Did all of these costly previous reviews and restructures get it wrong? One starts to wonder whether the university’s current leaders know what they’re doing.
The rationale provided for cutting jobs bears little scrutiny. Management argues that the university has too many professional staff compared to academic staff, claiming that for every member of academic staff there are 1.3 professional staff, compared to the national average of 1.2.
But this difference of 0.1(!) is explained at least in part by many research assistants involved in academic work being counted as professional staff, by virtue of their employment contract.
Meanwhile, other professional staff cite intensified workloads and pressures following incessant restructures, and growing disillusionment with senior leadership and its hollow slogans about ‘agile solutions’ and ‘greater flexibility’. The claim that the university has too many professional staff doesn’t stack up.
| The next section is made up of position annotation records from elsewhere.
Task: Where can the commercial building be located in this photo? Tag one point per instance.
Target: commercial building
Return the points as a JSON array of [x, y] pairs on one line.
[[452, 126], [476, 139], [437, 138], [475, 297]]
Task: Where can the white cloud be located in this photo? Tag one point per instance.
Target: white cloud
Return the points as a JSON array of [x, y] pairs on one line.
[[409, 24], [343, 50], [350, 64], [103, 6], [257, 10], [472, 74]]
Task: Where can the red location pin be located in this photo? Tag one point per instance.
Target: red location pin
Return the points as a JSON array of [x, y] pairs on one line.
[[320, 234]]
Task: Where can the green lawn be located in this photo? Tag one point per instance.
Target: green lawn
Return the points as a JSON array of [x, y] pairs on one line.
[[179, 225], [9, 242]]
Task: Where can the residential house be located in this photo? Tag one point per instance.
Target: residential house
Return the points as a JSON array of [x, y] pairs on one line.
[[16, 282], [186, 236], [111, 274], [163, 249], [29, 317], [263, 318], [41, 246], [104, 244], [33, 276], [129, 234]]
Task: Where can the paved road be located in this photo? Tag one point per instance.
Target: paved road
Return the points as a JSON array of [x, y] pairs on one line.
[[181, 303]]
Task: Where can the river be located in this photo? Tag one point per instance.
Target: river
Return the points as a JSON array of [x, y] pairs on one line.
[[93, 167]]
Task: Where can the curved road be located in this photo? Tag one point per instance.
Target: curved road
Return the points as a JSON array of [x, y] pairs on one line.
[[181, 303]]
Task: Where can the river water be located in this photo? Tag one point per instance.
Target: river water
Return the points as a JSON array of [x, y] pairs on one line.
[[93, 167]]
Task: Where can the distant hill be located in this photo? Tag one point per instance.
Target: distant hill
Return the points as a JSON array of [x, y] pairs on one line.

In the face of this latest proposal, many staff are saying their faith in the university’s senior leadership is, frankly, at a profound low.
The annual ‘Your Voice’ survey of staff would, we suspect, confirm this, but to date, this year senior management has refused to release the results of the survey to those it surveyed. This is unprecedented, and reflects very poorly indeed on management.
There is no evidence of a need to slash jobs. The available evidence, in fact, suggests that the university’s senior leadership may be in crisis.
The Deputy Vice-Chancellor (Academic) is leaving at the end of this month, and despite significant notice, interim arrangements to cover this role were announced just this week.
The Faculty of Science and IT last had an ongoing leader back in 2014. Since then, no fewer than three acting or interim leaders have been drafted to hold the fort.
The leader of the Faculty of Business and Law is due to leave next year, and again it appears likely that instead of a timely and considered succession, interim arrangements will follow.
There is a worrying trend evident at UON. Senior leadership of a public university seemingly ignoring or dismissing research evidence, whether about staffing levels, or optimal office arrangements, in favour of a destructive ideology of relentless cost-cutting, out-sourcing and insecure employment.
Professional and academic staff work hard to deliver on the university’s teaching and research goals, and are justly proud of their achievements and impact.
Instead of a review of professional staff, we suggest a review of the university’s current senior leadership is in order.
Management, in their own words, describes the university as having ‘a relatively high proportion of… senior staff.’
Reviewing the current senior leadership can provide an opportunity to address that.